About the Commissioned Artist

Finn Nichol is a recent graduate of the Sculpture & Combined Media Department of Limerick School of Art and Design, where he was awarded LSAD student of the year. He's participated in a number of group exhibitions nationally, including the RDS Visual Art Awards 2021at the RHA Gallery, Dublin, in which he won the prestigious Taylor Art Prize. Nichol’s exhibition history also includes two solo screenings, and he's had work shown in Aberdeen, Barcelona and Tokyo. 

 

Nichol’s practice is a mutli-disciplinary inquiry into storytelling which appraises the absurdity of life in the Anthropocene. Ideas from Surrealism and the Theatre of the Absurd are brandished to negotiate meaning in a time defined by mass extinctions and man-made climate change. He seeks to construct an alternate set of images for understanding and engaging with such existential ideas. 

 

The work is characterized by cross disciplinary pollination. Sound, animation, painting and sculpture form visions of gothic psychedelia in highly detailed videos while, in mimicry of how stories reoccur across forms in folklore, ideas migrate across songs, illustrations and live performances.
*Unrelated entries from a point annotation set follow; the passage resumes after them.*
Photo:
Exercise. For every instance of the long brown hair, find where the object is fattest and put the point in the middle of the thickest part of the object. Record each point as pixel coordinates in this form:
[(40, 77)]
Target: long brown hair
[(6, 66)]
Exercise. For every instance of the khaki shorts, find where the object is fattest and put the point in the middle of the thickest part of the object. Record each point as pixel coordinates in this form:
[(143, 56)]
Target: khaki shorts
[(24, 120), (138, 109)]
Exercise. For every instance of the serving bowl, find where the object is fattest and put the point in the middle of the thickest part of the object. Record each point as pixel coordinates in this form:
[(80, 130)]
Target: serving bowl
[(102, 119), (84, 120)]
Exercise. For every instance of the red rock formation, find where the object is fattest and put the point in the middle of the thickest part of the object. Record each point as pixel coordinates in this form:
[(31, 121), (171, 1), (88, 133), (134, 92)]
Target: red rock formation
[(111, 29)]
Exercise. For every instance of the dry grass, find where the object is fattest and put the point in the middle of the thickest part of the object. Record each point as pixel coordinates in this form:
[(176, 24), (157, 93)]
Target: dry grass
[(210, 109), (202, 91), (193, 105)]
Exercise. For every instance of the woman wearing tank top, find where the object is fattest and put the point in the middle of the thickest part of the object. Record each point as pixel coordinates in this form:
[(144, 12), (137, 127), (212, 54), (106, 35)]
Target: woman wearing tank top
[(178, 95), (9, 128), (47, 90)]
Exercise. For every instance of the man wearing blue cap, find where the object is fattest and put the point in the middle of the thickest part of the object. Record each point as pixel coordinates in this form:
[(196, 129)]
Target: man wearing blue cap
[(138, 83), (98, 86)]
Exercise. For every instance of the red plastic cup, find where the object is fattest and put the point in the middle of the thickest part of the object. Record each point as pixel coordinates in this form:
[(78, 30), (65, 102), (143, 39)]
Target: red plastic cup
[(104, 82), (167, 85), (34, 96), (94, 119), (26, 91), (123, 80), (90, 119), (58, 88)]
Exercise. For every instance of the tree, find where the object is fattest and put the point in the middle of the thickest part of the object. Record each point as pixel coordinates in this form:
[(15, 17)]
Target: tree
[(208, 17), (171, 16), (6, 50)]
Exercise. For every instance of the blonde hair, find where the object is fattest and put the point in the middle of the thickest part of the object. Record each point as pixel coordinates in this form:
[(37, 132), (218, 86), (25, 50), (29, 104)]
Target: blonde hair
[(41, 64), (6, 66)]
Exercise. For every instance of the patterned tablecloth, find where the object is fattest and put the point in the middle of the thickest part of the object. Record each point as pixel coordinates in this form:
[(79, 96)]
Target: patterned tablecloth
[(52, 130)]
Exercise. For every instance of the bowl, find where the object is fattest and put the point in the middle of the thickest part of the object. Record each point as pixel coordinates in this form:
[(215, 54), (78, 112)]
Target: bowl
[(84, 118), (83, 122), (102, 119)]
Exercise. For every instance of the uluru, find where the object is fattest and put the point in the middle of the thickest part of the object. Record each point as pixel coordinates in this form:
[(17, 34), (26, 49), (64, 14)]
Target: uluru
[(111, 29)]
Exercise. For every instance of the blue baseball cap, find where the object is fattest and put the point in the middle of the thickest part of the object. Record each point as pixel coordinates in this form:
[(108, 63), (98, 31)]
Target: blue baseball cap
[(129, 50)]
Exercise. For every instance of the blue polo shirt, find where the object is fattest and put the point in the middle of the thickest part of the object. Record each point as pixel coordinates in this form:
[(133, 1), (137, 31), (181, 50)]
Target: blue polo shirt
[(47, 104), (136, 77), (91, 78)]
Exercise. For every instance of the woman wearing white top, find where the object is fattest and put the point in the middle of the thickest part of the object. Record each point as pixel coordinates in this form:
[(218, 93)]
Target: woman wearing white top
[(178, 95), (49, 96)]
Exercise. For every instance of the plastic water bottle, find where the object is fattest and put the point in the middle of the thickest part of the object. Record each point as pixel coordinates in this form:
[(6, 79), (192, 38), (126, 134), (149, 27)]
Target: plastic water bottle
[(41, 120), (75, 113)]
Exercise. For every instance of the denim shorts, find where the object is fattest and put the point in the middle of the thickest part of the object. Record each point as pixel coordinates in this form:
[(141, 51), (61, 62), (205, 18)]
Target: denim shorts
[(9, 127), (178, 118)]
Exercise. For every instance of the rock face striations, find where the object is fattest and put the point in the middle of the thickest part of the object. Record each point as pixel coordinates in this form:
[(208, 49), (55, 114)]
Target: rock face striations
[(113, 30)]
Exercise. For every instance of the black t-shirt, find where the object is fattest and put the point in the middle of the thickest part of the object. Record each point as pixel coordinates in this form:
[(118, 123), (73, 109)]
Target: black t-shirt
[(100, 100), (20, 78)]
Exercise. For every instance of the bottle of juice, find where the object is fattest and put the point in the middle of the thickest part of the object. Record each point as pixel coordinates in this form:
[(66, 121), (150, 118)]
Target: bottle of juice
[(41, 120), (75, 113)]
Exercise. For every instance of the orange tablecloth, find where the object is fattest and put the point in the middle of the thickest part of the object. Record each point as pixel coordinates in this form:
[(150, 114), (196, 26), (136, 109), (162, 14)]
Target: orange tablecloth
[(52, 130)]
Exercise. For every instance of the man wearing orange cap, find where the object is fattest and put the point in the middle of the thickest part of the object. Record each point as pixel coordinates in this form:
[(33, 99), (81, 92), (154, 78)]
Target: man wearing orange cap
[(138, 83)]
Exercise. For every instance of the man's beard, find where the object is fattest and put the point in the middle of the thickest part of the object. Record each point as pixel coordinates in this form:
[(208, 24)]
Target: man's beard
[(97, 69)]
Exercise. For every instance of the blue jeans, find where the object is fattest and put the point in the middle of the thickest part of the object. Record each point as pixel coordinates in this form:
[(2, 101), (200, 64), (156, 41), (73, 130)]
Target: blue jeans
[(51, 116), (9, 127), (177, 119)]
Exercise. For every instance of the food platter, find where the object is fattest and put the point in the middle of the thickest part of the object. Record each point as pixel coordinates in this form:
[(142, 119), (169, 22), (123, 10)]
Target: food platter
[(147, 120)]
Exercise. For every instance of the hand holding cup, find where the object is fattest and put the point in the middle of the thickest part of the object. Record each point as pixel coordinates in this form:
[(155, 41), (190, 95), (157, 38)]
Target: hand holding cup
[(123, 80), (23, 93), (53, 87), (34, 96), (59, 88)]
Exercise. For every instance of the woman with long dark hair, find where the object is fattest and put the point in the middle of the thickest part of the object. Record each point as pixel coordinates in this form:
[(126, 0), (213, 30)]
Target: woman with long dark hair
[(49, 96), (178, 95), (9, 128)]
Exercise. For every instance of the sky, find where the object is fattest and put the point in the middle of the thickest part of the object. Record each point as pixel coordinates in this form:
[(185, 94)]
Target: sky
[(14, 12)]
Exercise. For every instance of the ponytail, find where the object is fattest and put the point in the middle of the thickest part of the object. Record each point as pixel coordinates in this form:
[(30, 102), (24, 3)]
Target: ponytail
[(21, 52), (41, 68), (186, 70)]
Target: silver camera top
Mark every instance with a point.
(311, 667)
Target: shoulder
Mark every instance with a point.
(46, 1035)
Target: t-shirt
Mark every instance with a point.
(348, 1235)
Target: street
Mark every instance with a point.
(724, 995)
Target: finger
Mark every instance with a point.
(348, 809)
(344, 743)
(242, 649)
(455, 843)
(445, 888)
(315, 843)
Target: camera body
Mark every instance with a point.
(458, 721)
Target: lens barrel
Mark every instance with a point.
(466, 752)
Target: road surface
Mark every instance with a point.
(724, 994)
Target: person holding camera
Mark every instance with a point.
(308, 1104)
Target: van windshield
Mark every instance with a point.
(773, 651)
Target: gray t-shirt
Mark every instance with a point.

For the Kinship Art Project at Tramore Valley Park, Finn was commissioned to create an animated short film “Still Life’. Finn explains, “In Still Life, the objects encased beneath the earth of Tramore Valley Park become a leaping point to explore the ecological fallout of consumer capitalism.

 

Climate change is difficult to visualise- encompassing a vast network of complex, relationships between humans and objects. The work compresses these relationships, clarifying them”. 

 

Still Life will receive its world premiere screening this Autumn 2022 (screening details to be announced)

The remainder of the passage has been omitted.